Today, he says, this restructured Gulf Air is still “in the mode of proving our product and services” and beginning to look at new routes and ensuring it maximises fleet utilisation. Gulf Air’s 20 A320-family aircraft are young, and its A330s are, as announced at the Bahrain air show, being refitted with new cabins.

Mohammed does not want to delve into plans for the Boeing 787s and Bombardier CSeries airliners on order, as these will not begin arriving until 2018, but he suggested they will be used for a combination of fleet renewal and expansion “as the market grows”.

asset image

This grand project is also being supported on the ground. One Bahrain air show highlight was Paris airports engineering consultancy ADPI signing up to mastermind a major modernisation programme for Bahrain International airport, to take capacity to 13.5 million passengers annually. Part of that project is the imminent start to construction of a new MRO facility for Gulf Air, to realise an ambition of having all of the airline’s C-checks carried out in Bahrain.

But, ultimately, no infrastructure drive will return Gulf Air to its former role as the region’s long-haul champion. Instead, Mohammed implies, co-operation is key. “Connectivity is important,” he notes, “and to the extent that my national carrier cannot provide it, it is important to make sure we have the connectivity through other airlines. Today, Cathay Pacific serving Hong Kong, or KLM or Lufthansa, they are all adding to the network of Bahrain.”

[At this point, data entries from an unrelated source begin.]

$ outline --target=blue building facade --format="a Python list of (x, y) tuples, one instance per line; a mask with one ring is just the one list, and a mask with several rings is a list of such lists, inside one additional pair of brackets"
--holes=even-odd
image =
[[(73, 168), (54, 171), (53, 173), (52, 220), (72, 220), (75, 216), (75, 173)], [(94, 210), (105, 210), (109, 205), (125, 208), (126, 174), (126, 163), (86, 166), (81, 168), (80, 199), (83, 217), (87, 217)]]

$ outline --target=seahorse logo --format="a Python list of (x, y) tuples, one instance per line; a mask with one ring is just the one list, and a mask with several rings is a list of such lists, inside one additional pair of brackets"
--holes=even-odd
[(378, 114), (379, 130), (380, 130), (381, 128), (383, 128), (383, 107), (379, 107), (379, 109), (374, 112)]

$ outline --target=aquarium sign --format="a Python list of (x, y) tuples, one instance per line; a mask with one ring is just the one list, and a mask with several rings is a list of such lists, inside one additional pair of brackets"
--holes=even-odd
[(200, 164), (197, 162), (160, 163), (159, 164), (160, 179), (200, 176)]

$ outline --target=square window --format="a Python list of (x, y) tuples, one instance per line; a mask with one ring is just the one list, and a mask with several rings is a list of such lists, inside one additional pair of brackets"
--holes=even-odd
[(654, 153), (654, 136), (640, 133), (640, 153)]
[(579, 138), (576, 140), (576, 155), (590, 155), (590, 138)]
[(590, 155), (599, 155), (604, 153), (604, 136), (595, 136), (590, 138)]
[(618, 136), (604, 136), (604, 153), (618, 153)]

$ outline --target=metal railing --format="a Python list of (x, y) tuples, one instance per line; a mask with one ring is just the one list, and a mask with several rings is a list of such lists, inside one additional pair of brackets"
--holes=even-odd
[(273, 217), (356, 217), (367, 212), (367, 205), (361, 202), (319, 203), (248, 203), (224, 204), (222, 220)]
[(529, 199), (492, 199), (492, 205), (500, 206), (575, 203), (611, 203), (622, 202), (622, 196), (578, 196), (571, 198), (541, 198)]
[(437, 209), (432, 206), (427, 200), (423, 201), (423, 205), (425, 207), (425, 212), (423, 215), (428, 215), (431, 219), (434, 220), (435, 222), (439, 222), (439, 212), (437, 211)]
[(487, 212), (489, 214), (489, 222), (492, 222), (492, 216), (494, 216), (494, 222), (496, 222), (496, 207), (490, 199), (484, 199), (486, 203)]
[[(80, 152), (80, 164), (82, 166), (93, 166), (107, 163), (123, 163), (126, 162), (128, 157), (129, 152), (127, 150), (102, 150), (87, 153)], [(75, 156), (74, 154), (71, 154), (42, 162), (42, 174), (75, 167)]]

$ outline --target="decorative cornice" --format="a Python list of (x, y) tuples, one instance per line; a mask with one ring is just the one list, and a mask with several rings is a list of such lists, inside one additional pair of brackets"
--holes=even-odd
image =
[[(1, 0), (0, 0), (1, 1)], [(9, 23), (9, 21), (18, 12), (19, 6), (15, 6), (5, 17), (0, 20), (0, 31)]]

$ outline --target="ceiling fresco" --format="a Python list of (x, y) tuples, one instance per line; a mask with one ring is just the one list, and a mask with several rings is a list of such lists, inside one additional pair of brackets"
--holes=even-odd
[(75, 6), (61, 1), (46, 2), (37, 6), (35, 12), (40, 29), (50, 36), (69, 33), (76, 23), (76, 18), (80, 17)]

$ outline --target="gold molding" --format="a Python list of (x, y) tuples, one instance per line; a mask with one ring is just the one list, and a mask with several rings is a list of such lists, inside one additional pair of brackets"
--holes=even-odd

How well Gulf Air fills its role in that connectivity network depends, clearly, on the success of its restructuring – and Mohammed is well aware of the need to take a “strong position”. Part of the deal for all the cuts at the airline was a 2012 injection of BD185 million ($500 million) in direct financial support, a bailout that followed an earlier BD664 million rescue package.

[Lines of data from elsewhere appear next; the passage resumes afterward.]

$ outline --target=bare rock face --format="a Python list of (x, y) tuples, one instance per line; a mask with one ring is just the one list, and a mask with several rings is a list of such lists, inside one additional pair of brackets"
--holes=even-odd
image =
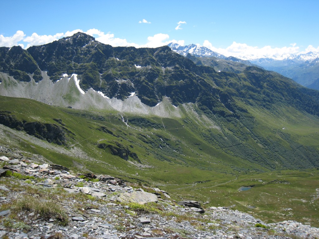
[(144, 204), (148, 202), (156, 202), (158, 200), (156, 195), (153, 193), (144, 191), (134, 191), (131, 193), (121, 194), (117, 200), (121, 202), (135, 202)]

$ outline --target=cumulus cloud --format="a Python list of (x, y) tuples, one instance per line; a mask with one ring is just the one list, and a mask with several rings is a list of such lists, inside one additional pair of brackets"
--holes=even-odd
[(273, 47), (270, 46), (265, 46), (259, 48), (234, 41), (230, 46), (223, 48), (215, 47), (208, 40), (205, 40), (203, 45), (212, 51), (226, 56), (232, 56), (235, 57), (253, 55), (257, 58), (263, 56), (269, 57), (288, 54), (297, 54), (300, 52), (299, 47), (297, 46), (295, 43), (290, 44), (291, 47), (284, 47), (281, 48)]
[(311, 45), (309, 45), (308, 46), (308, 47), (306, 48), (306, 50), (305, 50), (305, 51), (303, 52), (302, 53), (307, 53), (309, 51), (319, 52), (319, 47), (317, 47), (316, 48), (315, 47), (314, 47)]
[(26, 36), (22, 31), (17, 31), (17, 32), (12, 36), (4, 37), (3, 35), (0, 35), (0, 47), (11, 47), (14, 46), (20, 46), (24, 47), (23, 44), (19, 44)]
[(49, 42), (52, 42), (56, 40), (63, 36), (64, 34), (63, 33), (57, 33), (52, 36), (49, 35), (39, 35), (35, 33), (23, 39), (23, 41), (27, 43), (26, 48), (28, 48), (32, 46), (37, 46), (46, 44)]
[(177, 26), (175, 27), (175, 30), (180, 30), (181, 29), (182, 29), (181, 27), (181, 25), (182, 24), (186, 24), (186, 22), (185, 21), (180, 21), (178, 22), (177, 23)]
[[(181, 29), (180, 27), (181, 24), (186, 24), (186, 22), (181, 21), (177, 24), (179, 25), (178, 28)], [(30, 36), (26, 36), (22, 31), (18, 31), (11, 36), (4, 37), (3, 35), (0, 35), (0, 47), (11, 47), (13, 46), (20, 45), (23, 48), (26, 48), (31, 46), (46, 44), (62, 37), (70, 36), (79, 32), (92, 36), (95, 38), (96, 40), (113, 47), (156, 47), (167, 45), (170, 42), (177, 43), (182, 46), (183, 46), (184, 44), (183, 40), (170, 40), (169, 36), (168, 34), (159, 33), (148, 37), (145, 39), (145, 44), (138, 44), (130, 42), (125, 39), (115, 37), (114, 34), (110, 33), (105, 33), (98, 29), (92, 28), (86, 32), (80, 29), (77, 29), (68, 31), (65, 33), (57, 33), (53, 35), (39, 35), (34, 33)], [(257, 58), (263, 56), (298, 54), (307, 53), (309, 51), (319, 52), (319, 47), (316, 48), (311, 45), (309, 45), (304, 51), (301, 51), (296, 43), (292, 43), (289, 46), (281, 48), (274, 47), (270, 46), (259, 47), (234, 41), (229, 46), (226, 48), (221, 48), (214, 47), (208, 40), (206, 40), (204, 41), (203, 45), (212, 51), (226, 56), (233, 56), (236, 57), (253, 55)], [(25, 46), (26, 46), (25, 47)]]
[(142, 21), (138, 21), (139, 23), (150, 23), (150, 22), (148, 22), (145, 19), (143, 19)]
[(149, 36), (147, 38), (147, 42), (146, 44), (137, 47), (156, 47), (167, 45), (170, 42), (177, 43), (180, 45), (183, 45), (185, 42), (183, 40), (168, 40), (169, 36), (167, 34), (159, 33), (155, 34), (153, 36)]

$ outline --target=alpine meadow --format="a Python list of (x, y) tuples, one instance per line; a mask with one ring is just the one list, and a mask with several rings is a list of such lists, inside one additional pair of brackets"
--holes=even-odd
[[(113, 47), (79, 32), (26, 49), (0, 47), (0, 145), (74, 175), (158, 188), (170, 202), (319, 227), (319, 91), (257, 61), (178, 47)], [(159, 238), (202, 238), (179, 231)]]

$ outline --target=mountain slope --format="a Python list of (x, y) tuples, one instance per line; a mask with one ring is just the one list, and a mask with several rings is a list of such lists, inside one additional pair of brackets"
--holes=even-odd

“Why we started the restructuring process is to stop this, and actually we are stopping it,” says Mohammed. “We want Gulf Air to be a commercially based company and today Gulf Air doesn’t get any subsidy.

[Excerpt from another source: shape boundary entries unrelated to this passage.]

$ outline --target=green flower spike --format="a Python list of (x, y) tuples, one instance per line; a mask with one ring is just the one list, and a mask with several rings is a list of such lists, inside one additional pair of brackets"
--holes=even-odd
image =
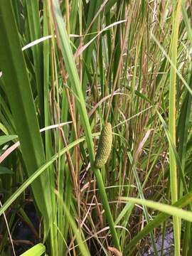
[(97, 152), (95, 160), (95, 166), (102, 168), (107, 162), (110, 154), (112, 142), (112, 125), (107, 123), (103, 127), (99, 142)]

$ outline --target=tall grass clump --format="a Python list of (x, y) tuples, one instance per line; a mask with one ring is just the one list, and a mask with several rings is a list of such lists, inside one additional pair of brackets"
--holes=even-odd
[(1, 255), (190, 255), (191, 24), (188, 0), (0, 0)]

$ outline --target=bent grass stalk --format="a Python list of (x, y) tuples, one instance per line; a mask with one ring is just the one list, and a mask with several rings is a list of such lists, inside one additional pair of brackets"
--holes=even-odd
[(119, 238), (115, 230), (100, 171), (98, 169), (95, 168), (94, 166), (95, 150), (92, 139), (90, 125), (89, 123), (89, 118), (87, 113), (85, 99), (80, 84), (78, 73), (75, 67), (75, 63), (70, 45), (69, 38), (66, 31), (65, 25), (63, 21), (58, 0), (53, 0), (51, 1), (51, 4), (52, 15), (54, 21), (55, 27), (56, 28), (55, 31), (57, 33), (56, 36), (58, 37), (59, 41), (59, 47), (61, 50), (66, 70), (69, 75), (69, 80), (71, 83), (72, 89), (74, 91), (75, 96), (77, 99), (77, 107), (80, 112), (80, 121), (85, 131), (86, 142), (87, 144), (90, 154), (92, 169), (94, 171), (94, 174), (95, 176), (100, 189), (103, 207), (105, 210), (105, 214), (107, 221), (109, 223), (109, 225), (110, 227), (114, 245), (117, 247), (117, 249), (121, 250)]

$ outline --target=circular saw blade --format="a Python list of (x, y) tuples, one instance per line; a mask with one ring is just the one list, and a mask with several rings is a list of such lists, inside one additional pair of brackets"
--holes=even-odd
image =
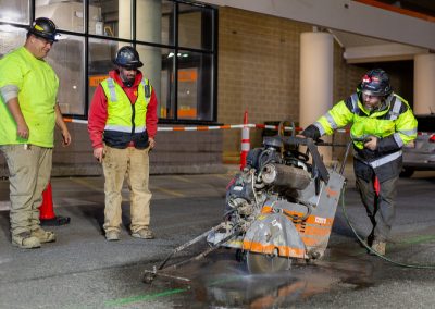
[(248, 251), (246, 263), (250, 273), (272, 273), (289, 270), (291, 259)]

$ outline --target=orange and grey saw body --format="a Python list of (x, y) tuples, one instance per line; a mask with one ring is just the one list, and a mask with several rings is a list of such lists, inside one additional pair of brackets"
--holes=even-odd
[[(299, 145), (310, 156), (296, 150)], [(226, 224), (210, 233), (208, 242), (217, 244), (234, 234), (221, 246), (241, 251), (251, 272), (321, 258), (345, 185), (341, 173), (324, 166), (312, 140), (295, 137), (269, 138), (247, 161), (227, 188)]]

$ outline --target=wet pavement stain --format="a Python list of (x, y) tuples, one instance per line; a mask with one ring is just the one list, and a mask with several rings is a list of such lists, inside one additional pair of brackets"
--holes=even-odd
[(370, 281), (372, 271), (370, 262), (346, 257), (339, 262), (298, 261), (288, 271), (250, 274), (245, 263), (236, 260), (234, 250), (220, 249), (202, 261), (165, 272), (188, 277), (190, 282), (158, 276), (152, 284), (160, 288), (184, 289), (176, 296), (177, 304), (190, 307), (283, 308), (331, 289), (366, 288), (373, 284)]

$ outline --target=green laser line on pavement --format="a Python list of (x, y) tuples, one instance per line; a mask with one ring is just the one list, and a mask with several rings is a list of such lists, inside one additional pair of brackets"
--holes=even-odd
[[(386, 256), (383, 256), (383, 255), (378, 254), (378, 252), (377, 252), (376, 250), (374, 250), (373, 248), (369, 247), (369, 245), (365, 244), (365, 242), (361, 238), (361, 236), (358, 235), (358, 233), (357, 233), (357, 231), (355, 230), (353, 225), (350, 223), (349, 217), (347, 215), (346, 207), (345, 207), (345, 188), (343, 188), (343, 190), (341, 190), (341, 208), (343, 208), (343, 214), (345, 215), (345, 219), (346, 219), (347, 224), (349, 225), (350, 230), (353, 232), (355, 236), (357, 236), (358, 240), (359, 240), (359, 242), (365, 247), (365, 249), (368, 249), (370, 252), (374, 254), (374, 255), (377, 256), (378, 258), (381, 258), (381, 259), (383, 259), (383, 260), (385, 260), (385, 261), (387, 261), (387, 262), (389, 262), (389, 263), (393, 263), (393, 264), (396, 264), (396, 265), (399, 265), (399, 267), (402, 267), (402, 268), (410, 268), (410, 269), (435, 269), (435, 264), (408, 264), (408, 263), (401, 263), (401, 262), (398, 262), (398, 261), (394, 261), (394, 260), (387, 258)], [(422, 237), (422, 238), (423, 238), (423, 237)], [(432, 238), (433, 238), (433, 236), (430, 236), (430, 237), (428, 237), (428, 239), (432, 239)], [(412, 240), (412, 242), (413, 242), (413, 243), (418, 243), (418, 242), (415, 242), (415, 240)], [(410, 244), (412, 244), (412, 242), (411, 242)], [(420, 242), (421, 242), (421, 240), (420, 240)]]
[(108, 300), (108, 301), (104, 301), (104, 305), (109, 306), (109, 307), (126, 305), (126, 304), (132, 304), (132, 302), (144, 301), (144, 300), (151, 300), (151, 299), (154, 299), (158, 297), (169, 296), (169, 295), (178, 294), (178, 293), (183, 293), (183, 292), (187, 292), (187, 291), (189, 291), (189, 288), (167, 289), (167, 291), (154, 293), (154, 294), (146, 294), (146, 295), (138, 295), (138, 296), (134, 296), (134, 297)]

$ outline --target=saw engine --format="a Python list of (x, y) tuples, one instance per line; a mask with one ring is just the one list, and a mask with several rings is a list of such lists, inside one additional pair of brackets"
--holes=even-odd
[[(299, 152), (299, 146), (307, 152)], [(324, 255), (345, 178), (326, 169), (312, 139), (265, 137), (228, 184), (211, 246), (237, 249), (252, 273), (289, 269)]]

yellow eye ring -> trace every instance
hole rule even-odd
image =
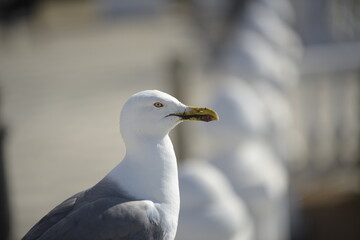
[[[161,102],[154,103],[154,107],[161,108],[163,106],[164,106],[164,104],[162,104]]]

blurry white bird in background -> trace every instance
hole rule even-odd
[[[263,138],[267,130],[264,105],[249,84],[222,81],[210,105],[221,121],[207,129],[209,159],[229,179],[255,222],[258,240],[289,236],[288,176]]]
[[[176,240],[254,240],[247,207],[226,177],[204,159],[179,167],[180,215]]]

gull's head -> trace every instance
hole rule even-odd
[[[146,90],[131,96],[120,114],[122,136],[165,136],[185,120],[218,120],[209,108],[190,107],[158,90]]]

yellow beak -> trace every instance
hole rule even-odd
[[[190,106],[188,106],[184,112],[173,113],[169,114],[168,116],[177,116],[181,120],[196,120],[204,122],[219,120],[218,114],[210,108],[198,108]]]

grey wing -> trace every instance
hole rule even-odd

“They pay the oil price, and actually plus a premium sometimes. But as I said we have to make sure we have a sustainable company, not a company reliant on subsidies.”

Gulf Air’s 2013 financial results will be revealed in February, and insiders are expecting management to show sufficient confidence in the airline’s performance to offer up some actual numbers.

However, challenges lie ahead. The Bahrain air show brought an order for up to 26 Bombardier CSeries aircraft by start-up carrier SaudiGulf, which may begin operations this year with leased A320s. The announcement included some fleshing out of the carrier’s business plan, which sounds very much like Gulf Air’s – regionally focused and upmarket – but based in the vastly more populous Saudi Arabia. And the show turn included the first appearance of the new head of SaudiGulf – ex-Gulf Air boss Samer Majali.

If nothing else, then, Gulf Air is facing a new dogfight while still licking the wounds inflicted by the region’s Big Three and coping with the inevitable lingering pain of its own reorganisation.

While rising stars have eroded Bahrain's position as the dominant commercial and financial capital of the Gulf region, current affairs also hold great risk for the carrier’s ambitions. When asked at the show to scan the year ahead, Gulf Air acting chief executive Maher Salman Al Mussalam said that “fingers crossed” some “settlement” between countries of the Middle East “will certainly relax the region a little bit, after two years of boiling”.

With Syria still in crisis, Lebanon under strain, Iraq hit by escalating violence and Iran’s rapprochement with the West far from certain, geopolitical risk remains a worry for anybody doing business in the region, and Bahrain itself remains a potential flashpoint. Tourism appears not to have recovered from the hit it took from the government’s lethal suppression of Arab Spring calls for democracy in 2011.